Gerechtshof 's-Hertogenbosch, 05-04-2023, ECLI:NL:GHSHE:2023:1105, 21/01206 en 21/01207
Gerechtshof 's-Hertogenbosch, 05-04-2023, ECLI:NL:GHSHE:2023:1105, 21/01206 en 21/01207
Gegevens
- Instantie
- Gerechtshof 's-Hertogenbosch
- Datum uitspraak
- 5 april 2023
- Datum publicatie
- 24 augustus 2023
- Formele relaties
- Eerste aanleg: ECLI:NL:RBZWB:2021:3159, Bekrachtiging/bevestiging
- Zaaknummer
- 21/01206 en 21/01207
Inhoudsindicatie
Ontvankelijkheid hoger beroep en ambtelijk verzuim inspecteur bij navorderings- en conserverende aanslag. In geschil is of het hoger beroep ontvankelijk is en of de aanslagen vernietigd moeten worden. Wat betreft de ontvankelijkheid is de uitspraak van de rechtbank nooit aangekomen bij gemachtigde.

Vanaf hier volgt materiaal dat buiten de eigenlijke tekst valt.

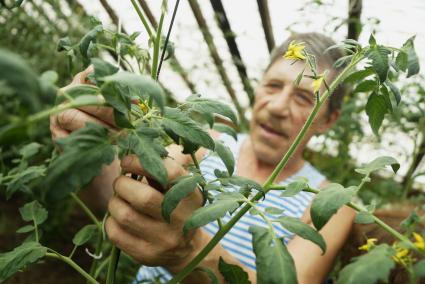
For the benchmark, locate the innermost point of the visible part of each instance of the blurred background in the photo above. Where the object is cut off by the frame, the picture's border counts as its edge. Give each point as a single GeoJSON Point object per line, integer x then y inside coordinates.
{"type": "Point", "coordinates": [221, 49]}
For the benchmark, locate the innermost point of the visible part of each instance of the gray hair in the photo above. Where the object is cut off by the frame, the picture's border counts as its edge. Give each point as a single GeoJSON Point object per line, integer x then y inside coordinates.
{"type": "Point", "coordinates": [316, 44]}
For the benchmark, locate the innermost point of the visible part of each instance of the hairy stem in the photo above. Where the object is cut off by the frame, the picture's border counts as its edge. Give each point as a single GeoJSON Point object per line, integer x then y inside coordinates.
{"type": "Point", "coordinates": [155, 57]}
{"type": "Point", "coordinates": [142, 18]}
{"type": "Point", "coordinates": [99, 243]}
{"type": "Point", "coordinates": [86, 210]}
{"type": "Point", "coordinates": [221, 233]}
{"type": "Point", "coordinates": [71, 263]}
{"type": "Point", "coordinates": [113, 263]}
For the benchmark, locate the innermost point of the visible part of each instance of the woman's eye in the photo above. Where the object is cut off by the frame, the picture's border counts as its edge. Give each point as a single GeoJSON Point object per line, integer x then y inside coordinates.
{"type": "Point", "coordinates": [305, 98]}
{"type": "Point", "coordinates": [273, 86]}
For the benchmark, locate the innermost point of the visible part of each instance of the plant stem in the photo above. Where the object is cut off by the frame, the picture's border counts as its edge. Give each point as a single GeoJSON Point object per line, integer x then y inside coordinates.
{"type": "Point", "coordinates": [86, 210]}
{"type": "Point", "coordinates": [101, 266]}
{"type": "Point", "coordinates": [37, 238]}
{"type": "Point", "coordinates": [167, 38]}
{"type": "Point", "coordinates": [113, 263]}
{"type": "Point", "coordinates": [95, 101]}
{"type": "Point", "coordinates": [221, 233]}
{"type": "Point", "coordinates": [357, 208]}
{"type": "Point", "coordinates": [142, 18]}
{"type": "Point", "coordinates": [99, 243]}
{"type": "Point", "coordinates": [73, 251]}
{"type": "Point", "coordinates": [71, 263]}
{"type": "Point", "coordinates": [155, 57]}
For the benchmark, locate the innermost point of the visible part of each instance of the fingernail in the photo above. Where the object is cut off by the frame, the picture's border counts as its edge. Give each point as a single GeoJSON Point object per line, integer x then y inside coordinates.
{"type": "Point", "coordinates": [126, 161]}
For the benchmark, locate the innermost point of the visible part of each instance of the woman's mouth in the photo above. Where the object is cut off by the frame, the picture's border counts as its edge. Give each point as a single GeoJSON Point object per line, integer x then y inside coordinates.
{"type": "Point", "coordinates": [271, 133]}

Er is sprake van een verschoonbare termijnoverschrijding. Belanghebbende heeft uiteindelijk begin september - naar aanleiding van berichten van de inspecteur - contact opgenomen met de rechtbank en kennis genomen van de uitspraak door te kijken op www.rechtspraak.nl. Het hoger beroep is ingesteld op 26 september 2021. Gelet op de omstandigheden, oordeelt het hof dat belanghebbende ‘zo spoedig mogelijk’ na kennisneming het hoger beroep heeft ingediend. Het hoger beroep is ontvankelijk.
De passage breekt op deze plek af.